首先args 设置分类数 , drop率 全局池化 模型选择 预训练模型的位置 把之前下的

mae_pretrain_vit_base.pth这个文件放进去

:

def get_args_parser():
    parser = argparse.ArgumentParser('MAE fine-tuning for image classification', add_help=False)

    #model
    parser.add_argument('--nb_classes', default=2, type=int,
                        help='number of the classfication types')
    parser.add_argument('--drop_path', default=0.1, type=float, metavar='PCT',
                        help='Drop path rate (default: 0.1)')
    parser.add_argument('--global_pool', action='store_true')
    parser.set_defaults(global_pool=True)

    parser.add_argument('--model', default='vit_base_patch16', type=str, metavar='MODEL',
                        help='Name of model to train')
    #path
    parser.add_argument('--predModelPath', default='model_save/mae_pretrain_vit_base.pth',
                        help='finetune from checkpoint')

    return parser

args = get_args_parser()
args = args.parse_args()

初始化模型 就是加载模型 :

def initMaeClass(args):
    model = models_vit.__dict__[args.model](
        num_classes=args.nb_classes,
        drop_path_rate=args.drop_path,
        global_pool=args.global_pool,
    )
    checkpoint = torch.load(args.predModelPath, map_location='cpu')

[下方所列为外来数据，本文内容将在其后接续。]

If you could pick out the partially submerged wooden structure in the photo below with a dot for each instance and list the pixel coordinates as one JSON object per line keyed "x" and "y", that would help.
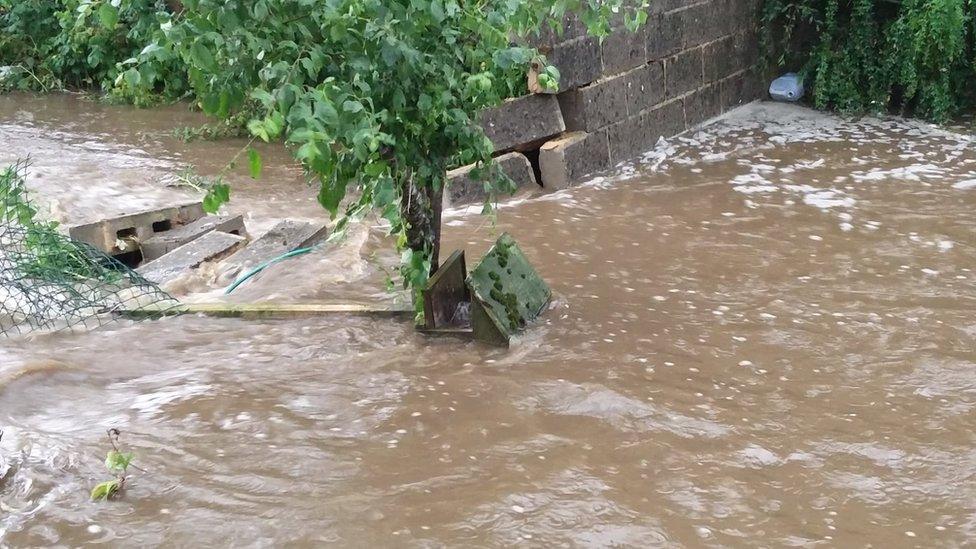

    checkpoint_model = checkpoint['model']
    state_dict = model.state_dict()

    msg = model.load_state_dict(checkpoint_model, strict=False)
    print(msg)
    return model

导入数据集 设置超参数

##################################################################
savePath = 'model_save/foodFine'

class1Train = r'/home/dataset/pendi/cls1/train'
class2Train = r'/home/dataset/pendi/cls2/train'
class1Val = r'/home/dataset/pendi/cls1/val'
class2Val = r'/home/dataset/pendi/cls2/val'
class1Test = r'/home/dataset/pendi/cls1/test'
class2Test = r'/home/dataset/pendi/cls2/test'
trainloader = getDataLoader(class1Train, class2Train, batchSize=1)
valloader = getDataLoader(class1Val, class2Val, batchSize=1)
#################################################################
random.seed(1)
batch_size = 128
learning_rate = 1e-4
w = 0.00001
criterion =nn.CrossEntropyLoss()

epoch = 2000
w = 0.00001
device = 'cuda:1' if torch.cuda.is_available() else 'cpu'
optimizer = optim.Adam(model.parameters(), lr=learning_rate)

训练

    train_VAL(model,trainloader, valloader, optimizer, criterion, batch_size, w, num_epoch=epoch,save_=savePath,device=device)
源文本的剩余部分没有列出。